Yuning Mao - Home

About Me

Hi, human / crawler!

I am Yuning Mao , a research scientist at Llama Post-training, Meta GenAI. I received my Ph.D degree in Computer Science from the University of Illinois at Urbana–Champaign (UIUC), where I was a member of Prof. Jiawei Han's Group. I received my Bachelor's degree from the IEEE Class, Shanghai Jiao Tong University (SJTU).

My research goal is to help humans acquire information and knowledge more effectively and efficiently. At Meta, I have been developing large language models (Llama 2, 3, 4🦙). I am one of the founding members of Meta GenAI org. Most recently, I've been focused on LLM for code generation, in particular generating interative websites, APPs, and games. Previously, I was working on all sorts of things LLM safety - I was in charge of safety eval for Llama2, then safety modeling during Meta AI initial launch, and in 2024 multilingual/i18n safety for Llama3/Meta AI as well as the development of Meta AI auto redteaming. During PhD, I worked on a range of topics such as text summarization and generation, question answering, parameter-efficient fine-tuning, and taxonomy construction.

Misc: I'm broadly interested in anyone who's into Chinese language and culture. If you are motivated to learn Mandarin, I'm happy to help!

What's New

-------------------------------- What's not-so-new --------------------------------

[2024-04] We released Llama 3 along with Llama Guard 2 and Meta AI assistant powered by Llama 3.

[2023-12] We released Llama Guard for LLM Input-Output Safetyguard under the purple llama initialtive.

[2023-09] We released Meta AI assistant in Instagram, Whatsapp, and Messenger, which is also coming to Ray-Ban Meta smart glasses and Quest 3.

[2023-07] We released Llama 2, a collection of pretrained and fine-tuned LLMs [paper].

[2023-05] We released LIMA, a LLaMA-based model fine-tuned on only 1,000 curated prompts + responses, which produces shockingly good performance [paper] [twitter] [linkedIn].

[2022-05] We released a new summarization dataset based on citation texts, CiteSum (featured in Paperswithcode newsletter). By pre-training on CiteSum, we achieve state-of-the-art zero-shot/few-shot performance in various downstream tasks of different domains [paper].

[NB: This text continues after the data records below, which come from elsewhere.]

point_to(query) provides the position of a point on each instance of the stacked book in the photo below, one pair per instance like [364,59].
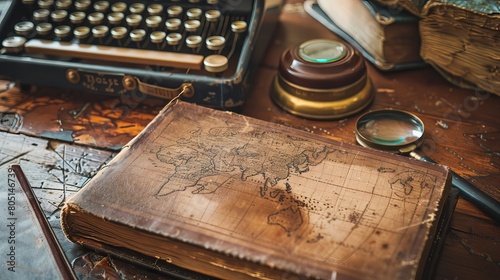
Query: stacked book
[459,38]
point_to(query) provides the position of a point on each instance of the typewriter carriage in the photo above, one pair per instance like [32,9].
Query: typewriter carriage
[225,91]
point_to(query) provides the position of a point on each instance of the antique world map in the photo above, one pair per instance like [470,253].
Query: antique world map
[272,194]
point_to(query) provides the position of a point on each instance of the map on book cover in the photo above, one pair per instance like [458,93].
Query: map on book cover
[272,195]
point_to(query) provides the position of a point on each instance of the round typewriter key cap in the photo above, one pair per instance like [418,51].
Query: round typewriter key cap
[63,4]
[24,28]
[212,15]
[82,5]
[173,24]
[77,17]
[101,6]
[43,29]
[174,11]
[215,63]
[239,26]
[194,13]
[153,21]
[62,31]
[192,25]
[174,39]
[118,32]
[157,36]
[215,42]
[193,41]
[100,31]
[96,18]
[137,35]
[134,20]
[119,7]
[81,32]
[59,15]
[155,9]
[41,15]
[13,44]
[115,18]
[137,8]
[45,4]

[2021-01] Check out how to get free gains for openQA by reranking retrieved passages without any training [paper].

[2020-10] Check out how to use constrained generation to preserve the factual consistency of abstractive summarization without worsening ROUGE [paper].

[2020-09] Check out how we achieve SOTA on Natural Questions and TriviaQA using "BM25" [paper].

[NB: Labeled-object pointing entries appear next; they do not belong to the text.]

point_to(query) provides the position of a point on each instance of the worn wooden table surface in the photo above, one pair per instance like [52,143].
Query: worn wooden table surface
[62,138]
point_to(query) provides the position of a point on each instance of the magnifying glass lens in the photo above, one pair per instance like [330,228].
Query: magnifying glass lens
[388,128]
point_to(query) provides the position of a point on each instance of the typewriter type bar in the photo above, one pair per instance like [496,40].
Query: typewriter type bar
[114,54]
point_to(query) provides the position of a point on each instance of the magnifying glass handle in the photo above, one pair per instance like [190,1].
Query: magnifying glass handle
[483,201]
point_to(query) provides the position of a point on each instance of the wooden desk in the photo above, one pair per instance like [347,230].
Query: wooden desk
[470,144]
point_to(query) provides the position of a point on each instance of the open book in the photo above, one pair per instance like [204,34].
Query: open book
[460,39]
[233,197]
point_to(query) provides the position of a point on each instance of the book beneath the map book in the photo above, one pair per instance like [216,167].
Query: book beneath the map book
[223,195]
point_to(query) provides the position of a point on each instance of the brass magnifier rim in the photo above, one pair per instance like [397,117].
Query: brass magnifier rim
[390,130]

[2020-09] Two papers on multi-document summarization and knowledge graph reasoning are accepted to EMNLP 2020.

[2020-05] Two papers on self-supervised taxonomy enrichment and knowledge collection of product knowledge graph are accepted to KDD 2020.

[2020-04] Our new metric for summarization, FAR (facet-aware evaluation) along with a detailed analysis of CNN/Daily Mail, has been accepted to ACL 2020.

[2020-04] #WWW2020 We released the first dataset on multi-document headline generation, NewSHead, along with the NHNet model in official TensorFlow repo.

[2018-08-25] After being stuck in Australia for 42 days due to US visa issue, I finally got back to the states... Check out my adventure in Oz (游记)!

[2018-04-20] Birthday Gift: Paper on Taxonomy Induction is accepted to ACL 2018.

[2017-12-10] Performed at the annual carol concert in Foellinger Great Hall.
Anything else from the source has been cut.